A few months ago I stumbled across a review for a book that provided background information to a wealth of jazz standards. Written by Ted Gioia and published by Oxford University Press – I had high hopes for this book and I’ve not been disappointed.

Finding out information behind jazz compositions can be hard sometimes. There is often confusion over who wrote a piece e.g. Miles Davis’ claim to have written ‘Donna Lee’ and ‘Caravan’ being mistaken as a Duke Ellington composition. The book looks at this type of background information for 250 jazz standards. Background is often linked to the songs meaning, key versions and how the song developed through performance and recording. My main  reason for buying it was to look at gaps in my own repertoire and to have more knowledge about the tunes that I perform. Little facts that Ted has included will certainly prove useful when talking to audiences at gigs! A good example is the background to ‘Stompin’ at the Savoy’. The song about a dance-hall in New York that was so popular they had to replace the floor every three years.
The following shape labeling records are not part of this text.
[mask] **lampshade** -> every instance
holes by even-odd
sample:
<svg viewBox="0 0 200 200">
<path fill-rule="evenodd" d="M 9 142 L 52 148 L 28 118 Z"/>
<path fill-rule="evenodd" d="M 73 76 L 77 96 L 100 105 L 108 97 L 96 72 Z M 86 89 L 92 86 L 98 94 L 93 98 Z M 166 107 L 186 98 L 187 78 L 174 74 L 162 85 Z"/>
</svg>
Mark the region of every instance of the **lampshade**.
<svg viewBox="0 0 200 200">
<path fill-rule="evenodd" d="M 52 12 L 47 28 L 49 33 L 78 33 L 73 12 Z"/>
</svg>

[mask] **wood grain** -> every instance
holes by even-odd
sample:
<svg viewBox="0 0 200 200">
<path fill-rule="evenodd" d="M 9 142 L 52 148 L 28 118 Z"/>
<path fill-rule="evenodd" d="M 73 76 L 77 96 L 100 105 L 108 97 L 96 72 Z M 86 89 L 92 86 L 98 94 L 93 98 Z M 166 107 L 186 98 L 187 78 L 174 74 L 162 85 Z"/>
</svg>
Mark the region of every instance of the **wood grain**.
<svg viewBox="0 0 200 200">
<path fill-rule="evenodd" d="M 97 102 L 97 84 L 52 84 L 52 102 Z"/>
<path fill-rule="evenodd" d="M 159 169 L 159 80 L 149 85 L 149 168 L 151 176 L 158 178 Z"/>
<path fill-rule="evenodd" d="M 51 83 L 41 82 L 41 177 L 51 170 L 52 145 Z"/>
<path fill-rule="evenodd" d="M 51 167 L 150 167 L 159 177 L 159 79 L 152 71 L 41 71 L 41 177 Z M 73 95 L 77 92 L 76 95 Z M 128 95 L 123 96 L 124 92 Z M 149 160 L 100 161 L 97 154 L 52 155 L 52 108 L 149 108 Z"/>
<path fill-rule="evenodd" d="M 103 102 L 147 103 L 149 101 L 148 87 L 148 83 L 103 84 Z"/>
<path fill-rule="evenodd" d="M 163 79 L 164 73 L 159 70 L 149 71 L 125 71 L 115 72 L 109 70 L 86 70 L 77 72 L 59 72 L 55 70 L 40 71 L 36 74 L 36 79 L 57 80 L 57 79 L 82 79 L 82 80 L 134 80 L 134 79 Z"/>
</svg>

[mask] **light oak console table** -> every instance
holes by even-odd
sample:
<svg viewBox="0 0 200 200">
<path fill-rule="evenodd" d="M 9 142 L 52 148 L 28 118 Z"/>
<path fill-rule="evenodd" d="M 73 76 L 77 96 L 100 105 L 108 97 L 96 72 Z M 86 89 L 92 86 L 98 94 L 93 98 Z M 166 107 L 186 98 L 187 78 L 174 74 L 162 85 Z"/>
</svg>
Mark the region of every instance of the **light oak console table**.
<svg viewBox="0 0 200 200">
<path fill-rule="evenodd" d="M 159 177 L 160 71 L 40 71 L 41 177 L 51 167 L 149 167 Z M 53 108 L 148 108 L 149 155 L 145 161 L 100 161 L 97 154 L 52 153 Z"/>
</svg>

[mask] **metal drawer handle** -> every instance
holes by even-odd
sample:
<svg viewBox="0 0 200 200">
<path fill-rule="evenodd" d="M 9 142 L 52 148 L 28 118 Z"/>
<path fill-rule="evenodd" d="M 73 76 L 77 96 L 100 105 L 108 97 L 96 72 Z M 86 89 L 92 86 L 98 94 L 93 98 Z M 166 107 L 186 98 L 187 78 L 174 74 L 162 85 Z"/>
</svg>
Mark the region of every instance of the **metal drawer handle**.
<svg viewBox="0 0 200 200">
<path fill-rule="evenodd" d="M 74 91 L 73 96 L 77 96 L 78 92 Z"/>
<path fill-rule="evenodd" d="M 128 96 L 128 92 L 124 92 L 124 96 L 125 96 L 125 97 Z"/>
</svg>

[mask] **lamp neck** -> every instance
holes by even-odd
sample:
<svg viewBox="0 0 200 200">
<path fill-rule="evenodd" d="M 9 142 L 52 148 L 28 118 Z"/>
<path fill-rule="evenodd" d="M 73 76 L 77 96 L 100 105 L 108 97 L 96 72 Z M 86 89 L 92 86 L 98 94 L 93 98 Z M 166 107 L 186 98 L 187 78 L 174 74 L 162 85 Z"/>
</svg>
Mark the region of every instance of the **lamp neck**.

So far I’ve found the book to be a good starting point when learning a new song. The recommended listening is very helpful and good way to familiarize yourself with the changes. The only improvement I would make is perhaps having the changes and melody for reference. This isn’t a book you will pick up and read in one go, but more of a reference book. There is very little harmonic analysis, which is a shame, as this book is more like a biography of each tune. Gioia shows the reader how a song has developed, with the original composer having no control over how their tune is re-worked. I think musicians and fans alike would appreciate this book, it’s well researched and I’m sure it will be a regular point of reference for me.